An example of Meddisky's lies is the article 'UJS fail to prevent speaker on Zionism', subtitled 'Greenstein meeting takes place', in the paper of the LSE students union.7 In the same edition, there is a letter by a member of the Labour Club detailing how he and other socialists were called 'anti-semitic' by UJS for not supporting my banning! Likewise in the National Union of Students. Although David Aaronovitch and other luminaries of the right in NUS tried to ban me, they failed. Most of them, of course, are now in or around the New Labour government, demonstrating their commitment to anti-racism by trying to deport asylum-seekers.

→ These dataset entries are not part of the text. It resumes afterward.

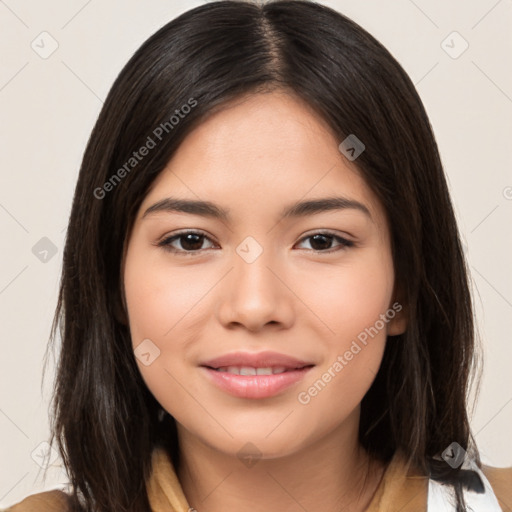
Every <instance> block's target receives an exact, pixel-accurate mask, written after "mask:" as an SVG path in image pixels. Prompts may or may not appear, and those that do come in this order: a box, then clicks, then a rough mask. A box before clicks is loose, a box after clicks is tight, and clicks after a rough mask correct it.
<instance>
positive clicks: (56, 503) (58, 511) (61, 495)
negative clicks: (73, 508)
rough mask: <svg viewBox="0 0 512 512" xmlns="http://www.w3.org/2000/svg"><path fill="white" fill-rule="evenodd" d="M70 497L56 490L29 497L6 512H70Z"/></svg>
mask: <svg viewBox="0 0 512 512" xmlns="http://www.w3.org/2000/svg"><path fill="white" fill-rule="evenodd" d="M69 504H70V497H69V495H68V494H66V493H65V492H64V491H61V490H59V489H54V490H51V491H44V492H39V493H36V494H31V495H30V496H27V497H26V498H25V499H24V500H23V501H20V502H19V503H16V504H15V505H12V506H11V507H9V508H7V509H5V512H68V511H69V510H71V508H70V505H69Z"/></svg>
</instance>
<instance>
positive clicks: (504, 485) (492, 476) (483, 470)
mask: <svg viewBox="0 0 512 512" xmlns="http://www.w3.org/2000/svg"><path fill="white" fill-rule="evenodd" d="M482 473H483V474H484V475H485V477H486V478H487V480H488V481H489V484H490V486H491V488H492V490H493V491H494V494H495V495H496V497H497V498H498V502H499V504H500V506H501V508H502V510H503V511H504V512H510V511H512V467H509V468H494V467H491V466H486V465H482Z"/></svg>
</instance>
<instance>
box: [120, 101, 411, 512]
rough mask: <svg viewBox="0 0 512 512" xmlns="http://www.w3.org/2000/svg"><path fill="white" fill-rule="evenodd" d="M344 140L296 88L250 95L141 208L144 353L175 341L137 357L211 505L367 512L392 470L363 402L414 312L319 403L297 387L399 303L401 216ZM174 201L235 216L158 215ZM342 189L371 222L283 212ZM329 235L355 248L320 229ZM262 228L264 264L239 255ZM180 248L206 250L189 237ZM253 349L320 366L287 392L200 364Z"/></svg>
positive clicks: (254, 507) (175, 164) (191, 153)
mask: <svg viewBox="0 0 512 512" xmlns="http://www.w3.org/2000/svg"><path fill="white" fill-rule="evenodd" d="M340 142H341V141H340V140H337V138H336V137H334V135H333V134H332V132H331V131H330V130H329V128H328V127H327V125H326V124H325V123H324V122H323V120H322V119H321V118H320V117H319V116H318V115H317V114H316V113H315V112H314V111H312V110H311V109H310V108H309V107H308V106H307V105H305V104H304V103H303V102H301V101H300V100H298V99H297V98H295V97H294V96H293V95H291V94H289V93H286V92H283V91H281V92H277V91H274V92H272V93H266V94H258V95H252V96H247V97H245V98H242V99H239V100H237V101H236V102H233V103H231V104H229V105H228V106H227V107H226V109H223V110H221V111H219V112H216V113H215V114H213V115H211V116H210V117H209V118H208V119H207V120H205V121H204V122H203V123H202V124H201V125H199V126H198V127H197V128H196V129H195V130H194V131H193V132H191V133H190V134H189V136H188V137H187V138H186V139H185V141H184V142H183V143H182V145H181V146H180V148H179V149H178V151H177V152H176V153H175V155H174V156H173V158H172V159H171V160H170V162H169V163H168V165H167V167H166V169H165V170H164V171H163V172H162V173H161V174H160V175H159V176H158V177H157V179H156V180H155V182H154V183H153V185H152V188H151V190H150V191H149V193H148V194H147V196H146V197H145V198H144V200H143V203H142V205H141V208H140V210H139V212H138V214H137V218H136V221H135V223H134V226H133V229H132V231H131V233H130V237H129V240H128V243H127V249H126V252H125V258H124V262H123V276H124V287H125V299H126V304H127V310H128V317H129V325H130V330H131V334H132V341H133V348H134V349H135V348H136V347H137V346H138V345H139V344H140V343H141V342H142V341H143V340H145V339H149V340H151V342H152V343H153V344H154V345H155V346H157V347H158V349H159V350H160V355H159V356H158V357H157V358H156V359H154V361H153V362H152V363H151V364H150V365H148V366H145V365H143V364H141V362H140V361H139V360H137V364H138V366H139V368H140V371H141V374H142V377H143V379H144V381H145V382H146V384H147V386H148V388H149V389H150V390H151V392H152V393H153V394H154V396H155V397H156V399H157V400H158V401H159V402H160V404H161V405H162V407H163V408H164V409H166V410H167V411H168V412H169V413H170V414H171V415H172V416H173V417H174V418H175V419H176V421H177V427H178V437H179V443H180V451H181V456H182V462H181V464H180V467H179V468H178V476H179V478H180V481H181V483H182V486H183V489H184V491H185V494H186V496H187V498H188V500H189V503H190V504H191V505H192V506H193V507H194V508H196V509H197V510H198V511H199V512H219V511H221V510H222V511H225V510H237V511H240V512H243V511H249V510H251V511H252V512H254V511H266V512H268V511H269V510H280V511H289V512H292V511H293V512H295V511H302V510H304V508H305V509H306V510H329V511H334V510H340V509H341V508H342V507H346V508H343V510H347V511H348V510H350V511H356V510H364V509H365V508H366V506H367V504H368V502H369V500H370V499H371V496H372V495H373V492H374V491H375V488H376V485H377V484H378V481H379V479H380V478H381V476H382V471H383V467H381V466H380V465H379V464H378V463H376V462H374V461H371V460H370V459H369V458H368V456H367V455H366V453H365V452H364V450H363V449H362V448H361V447H360V445H359V443H358V425H359V413H360V408H359V407H360V402H361V400H362V398H363V396H364V395H365V393H366V391H367V390H368V389H369V387H370V385H371V383H372V381H373V379H374V376H375V374H376V372H377V370H378V368H379V365H380V362H381V359H382V355H383V351H384V347H385V343H386V336H387V335H395V334H399V333H402V332H403V331H404V330H405V328H406V319H405V318H404V312H403V311H402V313H401V314H400V313H399V314H396V315H395V316H394V319H393V320H390V321H389V322H387V323H385V326H384V328H382V329H380V330H379V332H378V334H377V335H374V337H373V338H369V341H368V343H367V345H366V346H364V347H363V348H362V350H360V351H359V352H358V353H357V355H354V357H353V358H352V359H351V360H350V361H347V364H346V365H345V366H344V367H343V369H342V370H341V371H339V372H337V373H336V372H335V374H336V376H335V377H334V378H332V379H331V381H330V382H329V383H328V384H327V385H326V386H325V387H324V388H323V389H322V390H321V391H320V392H319V393H318V394H317V395H316V396H314V397H312V398H311V400H310V401H309V403H307V404H302V403H300V402H299V401H298V398H297V397H298V394H299V393H300V392H301V391H307V390H308V388H309V387H310V386H311V385H312V384H313V383H314V382H315V381H317V380H318V379H319V378H321V376H322V374H324V373H325V372H326V371H327V370H328V369H329V367H332V366H333V364H334V363H335V361H336V360H337V358H338V356H339V355H343V354H344V353H345V352H346V351H347V350H349V349H350V346H351V344H352V342H353V341H354V340H356V339H357V336H358V335H359V334H360V333H361V332H362V331H364V329H365V328H368V327H370V326H373V325H374V324H375V323H376V321H377V320H379V318H381V317H380V315H382V314H385V313H386V311H388V310H389V309H390V308H391V307H392V304H393V303H394V302H395V300H396V297H395V292H394V270H393V261H392V255H391V247H390V235H389V226H388V225H387V220H386V215H385V212H384V211H383V209H382V206H381V205H380V203H379V202H378V200H377V199H376V197H375V195H374V194H373V193H372V191H371V190H370V189H369V188H368V186H367V185H366V183H365V182H364V180H363V179H362V178H361V176H360V175H359V174H358V171H357V167H356V166H355V164H356V163H357V160H356V161H355V162H350V161H348V160H347V159H346V158H345V157H344V156H343V155H342V154H341V153H340V151H339V150H338V145H339V143H340ZM168 196H173V197H178V198H182V199H184V198H186V199H193V200H199V199H200V200H208V201H211V202H214V203H215V204H217V205H219V206H221V207H223V208H225V209H228V210H229V212H230V215H231V220H230V221H229V222H225V221H220V220H217V219H211V218H207V217H202V216H198V215H192V214H188V213H177V212H155V213H151V214H148V215H147V216H145V217H143V214H144V212H145V211H146V210H147V209H148V208H149V207H150V206H151V205H153V204H154V203H156V202H158V201H160V200H162V199H164V198H166V197H168ZM332 196H343V197H347V198H349V199H353V200H356V201H359V202H360V203H362V204H364V205H365V206H366V207H367V209H368V210H369V212H370V214H371V218H370V217H369V216H367V215H365V214H364V213H363V212H361V211H359V210H356V209H343V210H331V211H329V212H322V213H317V214H314V215H308V216H305V217H297V218H288V219H282V220H280V221H279V213H280V212H281V210H282V209H283V208H284V207H285V206H287V205H289V204H291V203H293V202H295V201H299V200H302V201H303V200H310V199H317V198H324V197H332ZM184 229H187V230H194V231H200V232H202V233H203V234H205V235H206V237H207V238H204V239H199V240H198V241H197V242H196V245H195V247H197V248H198V249H195V253H194V254H193V255H192V256H186V255H181V254H177V253H173V252H170V251H169V250H165V247H159V246H158V245H157V244H158V242H159V241H161V240H164V239H166V238H169V236H170V235H172V234H175V233H176V232H178V231H179V230H184ZM325 230H329V231H332V232H333V233H334V235H336V236H341V237H343V238H345V239H347V240H349V241H352V242H353V243H354V245H353V246H352V247H344V246H342V245H340V242H339V241H338V240H336V239H335V238H331V239H329V238H327V240H323V241H321V244H320V245H319V244H317V245H315V244H314V242H313V241H312V239H311V238H305V237H306V235H307V236H313V235H315V234H317V233H318V232H322V231H325ZM248 236H250V237H252V238H254V239H255V240H256V241H257V243H258V244H259V246H260V247H261V248H262V250H263V252H262V253H261V254H260V255H259V257H258V258H257V259H256V260H255V261H254V262H252V263H247V262H246V261H245V260H244V259H243V258H242V257H241V256H240V255H239V254H238V253H237V251H236V249H237V247H238V246H239V245H240V244H241V243H242V242H243V241H244V239H245V238H246V237H248ZM322 244H323V245H322ZM172 247H174V248H175V249H176V250H177V251H179V250H181V251H182V252H184V251H185V249H183V247H187V248H188V247H190V245H188V246H187V245H186V240H183V238H182V239H179V238H178V239H175V240H174V241H173V242H172ZM315 248H317V251H316V252H315V250H314V249H315ZM318 248H320V250H318ZM332 249H339V250H337V251H331V252H330V253H328V252H326V251H330V250H332ZM321 250H323V253H322V252H321ZM189 252H191V251H189ZM390 342H392V341H390ZM238 350H242V351H247V352H260V351H263V350H273V351H277V352H281V353H284V354H288V355H292V356H295V357H297V358H300V359H303V360H306V361H310V362H312V363H314V364H315V367H314V368H313V369H312V370H310V371H309V373H308V374H307V376H306V377H305V378H304V379H303V381H300V382H298V383H296V384H294V385H293V386H291V387H289V388H287V389H286V390H284V391H282V392H281V393H279V394H278V395H276V396H273V397H270V398H265V399H246V398H239V397H234V396H231V395H229V394H227V393H226V392H224V391H222V390H220V389H219V388H217V387H216V386H214V385H213V384H211V383H210V381H209V380H208V379H207V378H205V376H204V375H203V372H202V371H201V370H200V369H199V365H200V364H201V363H202V362H204V361H206V360H208V359H211V358H213V357H217V356H220V355H223V354H226V353H229V352H234V351H238ZM248 442H250V443H252V444H253V445H255V446H256V447H257V449H258V450H259V452H260V453H261V455H260V458H259V459H258V460H257V462H256V463H255V464H254V465H252V466H247V465H246V464H244V463H243V462H242V461H241V460H240V458H239V457H238V456H237V454H238V452H239V451H240V450H241V449H242V447H244V446H245V445H246V443H248ZM368 468H370V469H371V471H370V473H369V476H368V480H367V485H366V486H364V489H363V490H362V484H363V480H364V476H365V472H366V470H367V469H368ZM303 507H304V508H303Z"/></svg>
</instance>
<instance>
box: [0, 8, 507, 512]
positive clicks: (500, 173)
mask: <svg viewBox="0 0 512 512" xmlns="http://www.w3.org/2000/svg"><path fill="white" fill-rule="evenodd" d="M202 3H204V2H203V1H201V0H196V1H181V0H152V1H151V2H142V1H140V0H139V1H136V0H123V1H121V0H109V1H99V0H89V1H86V0H65V1H64V0H48V1H45V2H39V1H36V0H5V1H0V45H1V50H0V51H1V55H2V59H1V67H0V109H1V124H0V140H1V151H0V161H1V164H0V183H1V186H0V229H1V237H0V258H1V265H0V315H1V323H0V329H1V336H2V338H1V339H2V345H1V347H2V352H1V357H0V507H6V506H8V505H11V504H12V503H15V502H18V501H20V500H21V499H22V498H23V497H24V496H26V495H28V494H32V493H34V492H39V491H41V490H44V489H49V488H53V487H55V486H57V485H58V484H59V483H63V482H66V481H67V478H66V475H65V473H64V472H63V470H62V466H61V464H60V463H61V461H60V458H59V457H57V458H56V459H55V455H57V454H53V455H52V454H49V453H48V452H47V451H46V452H45V449H46V445H45V442H46V440H47V439H48V438H49V427H48V425H49V420H48V404H49V398H50V395H49V391H50V389H51V384H52V381H53V372H54V366H53V365H50V366H49V368H48V373H47V377H46V379H45V381H44V386H43V387H41V377H42V369H43V354H44V351H45V348H46V344H47V339H48V334H49V331H50V325H51V320H52V315H53V310H54V307H55V303H56V297H57V289H58V282H59V275H60V270H61V258H62V248H63V241H64V231H65V228H66V221H67V217H68V214H69V211H70V206H71V200H72V195H73V191H74V186H75V182H76V178H77V174H78V169H79V165H80V162H81V158H82V154H83V151H84V148H85V144H86V142H87V139H88V136H89V133H90V131H91V129H92V127H93V124H94V122H95V120H96V118H97V115H98V113H99V111H100V109H101V106H102V101H103V99H104V98H105V97H106V95H107V92H108V90H109V89H110V87H111V85H112V83H113V81H114V79H115V78H116V76H117V74H118V73H119V71H120V70H121V68H122V67H123V66H124V64H125V63H126V62H127V61H128V59H129V58H130V56H131V55H132V54H133V52H134V51H135V50H136V49H137V48H138V47H139V46H140V44H141V43H142V42H143V41H144V40H145V39H147V38H148V37H149V36H150V35H151V34H153V33H154V32H155V31H156V30H157V29H159V28H160V27H161V26H162V25H164V24H165V23H166V22H168V21H169V20H171V19H172V18H174V17H176V16H177V15H179V14H181V13H182V12H184V11H185V10H188V9H190V8H193V7H195V6H198V5H201V4H202ZM323 3H324V4H326V5H328V6H330V7H333V8H335V9H337V10H339V11H340V12H342V13H343V14H346V15H347V16H349V17H350V18H352V19H353V20H354V21H356V22H357V23H359V24H360V25H361V26H362V27H363V28H365V29H366V30H368V31H369V32H370V33H371V34H372V35H374V36H375V37H376V38H377V39H378V40H380V41H381V42H382V43H383V44H384V45H385V46H386V47H387V48H388V49H389V50H390V52H391V53H392V54H393V55H394V56H395V58H396V59H397V60H398V61H399V62H400V63H401V64H402V66H403V67H404V68H405V70H406V71H407V73H408V74H409V76H410V77H411V79H412V81H413V82H414V83H415V85H416V87H417V89H418V92H419V94H420V96H421V98H422V100H423V102H424V104H425V107H426V110H427V112H428V114H429V117H430V120H431V123H432V126H433V128H434V132H435V135H436V138H437V142H438V144H439V148H440V151H441V157H442V161H443V164H444V167H445V170H446V173H447V176H448V179H449V183H450V188H451V193H452V198H453V201H454V205H455V209H456V212H457V217H458V220H459V223H460V229H461V232H462V234H463V236H464V239H465V247H466V255H467V258H468V260H469V263H470V268H471V273H472V282H473V288H474V297H475V302H476V316H477V321H478V325H479V330H480V333H481V339H482V344H483V348H484V355H485V366H484V374H483V378H482V382H481V390H480V395H479V401H478V403H477V406H476V408H475V410H474V414H473V416H472V428H473V431H474V433H475V434H476V439H477V442H478V445H479V447H480V450H481V453H482V457H483V460H484V462H486V463H488V464H491V465H494V466H510V465H512V443H511V438H510V433H511V426H512V386H511V384H512V378H511V373H512V372H511V368H510V364H511V361H512V340H511V335H510V333H511V331H512V269H511V263H512V236H511V234H512V229H511V220H512V171H511V169H512V151H511V145H512V68H511V63H512V30H511V28H512V1H511V0H500V1H496V0H479V1H477V0H471V1H466V2H459V1H446V0H429V1H427V0H415V1H413V0H394V1H391V0H386V1H383V0H364V1H361V0H359V1H358V0H337V1H336V0H329V1H325V2H323ZM454 32H456V34H454ZM466 46H467V48H466ZM52 52H53V53H52ZM50 53H51V54H50ZM48 464H50V469H49V471H48V477H47V480H46V481H45V482H43V480H42V474H43V470H42V468H41V466H43V467H44V466H45V465H48Z"/></svg>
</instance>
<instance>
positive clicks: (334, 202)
mask: <svg viewBox="0 0 512 512" xmlns="http://www.w3.org/2000/svg"><path fill="white" fill-rule="evenodd" d="M332 210H358V211H360V212H362V213H364V214H365V215H367V216H368V217H369V218H370V220H372V221H373V219H372V216H371V214H370V211H369V209H368V208H367V207H366V206H365V205H364V204H362V203H360V202H359V201H355V200H354V199H348V198H346V197H325V198H320V199H312V200H308V201H297V202H295V203H293V204H291V205H288V206H286V207H285V208H283V210H282V211H281V213H280V217H279V218H280V220H281V219H285V218H290V217H293V218H295V217H305V216H308V215H315V214H318V213H323V212H328V211H332ZM156 212H181V213H190V214H193V215H200V216H202V217H209V218H212V219H218V220H221V221H225V222H229V221H230V213H229V210H227V209H224V208H222V207H220V206H218V205H216V204H214V203H212V202H210V201H198V200H190V199H178V198H173V197H166V198H165V199H162V200H160V201H158V202H156V203H155V204H153V205H152V206H150V207H149V208H148V209H147V210H146V211H145V212H144V215H142V218H144V217H146V216H148V215H150V214H152V213H156Z"/></svg>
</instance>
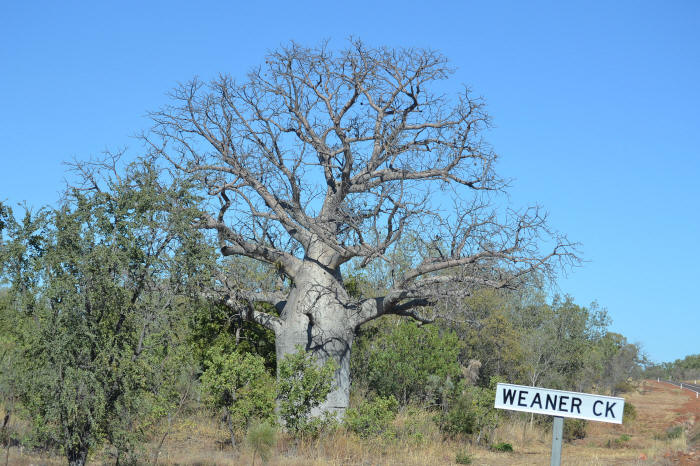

Simon Hughes argues that to seek to analyse both anti-semitism and Zionism is "ideologically narrow" as well as sectarian. The Palestine Solidarity Campaign is a "broad-based movement in solidarity with the Palestinians", he argues (Letters, March 22). But the two are not incompatible. A movement of solidarity can also engage in internal debates and education, not least when it concerns the nature of those they are campaigning against. Neither the Vietnam Solidarity Campaign nor Troops Out of Ireland saw any contradiction between education and activity.
Most such campaigns - eg, the Anti-Apartheid Movement and the Cuba and Venezuela solidarity movements - do not face a well funded, articulate opposition. There is no Cuba lobby in Britain that supports the US government economic blockade or a Venezuela lobby that supports the opponents of Hugo Chávez. Zionism, on the contrary, has a very well funded lobby arguing in support of the 'right to exist' of the Israeli state and Zionism. Engaging in solidarity activity while excluding political education inevitably leads to a low level of political consciousness. That might explain why the concept of 'Jewish power' has surfaced in more than one PSC group. To pretend that there is no problem, that internal debate and education is unnecessary, that activity is everything, is a recipe for a situation where anti-semitic ideas can arise among some activists.
Ironically, when the Enough coalition was being formed, Jews for Justice for Palestinians (JFJP) did raise the question of anti-semitism, in the context of the involvement of the Muslim Public Affairs Committee. Yet, when it comes to Deir Yassin Remembered, they preferred the 'hear no evil, see no evil, speak no evil' attitude of the PSC executive. Perhaps a clue as to why lies in the fact that JFJP has among its signatories people like David Hirsh and John Strawson of Engage, an organisation set up to fight the academic boycott of Israeli universities and for whom the Israeli state can do no wrong. The theme of muslim 'anti-semitism' is one that is very close to the hearts of Zionist activists.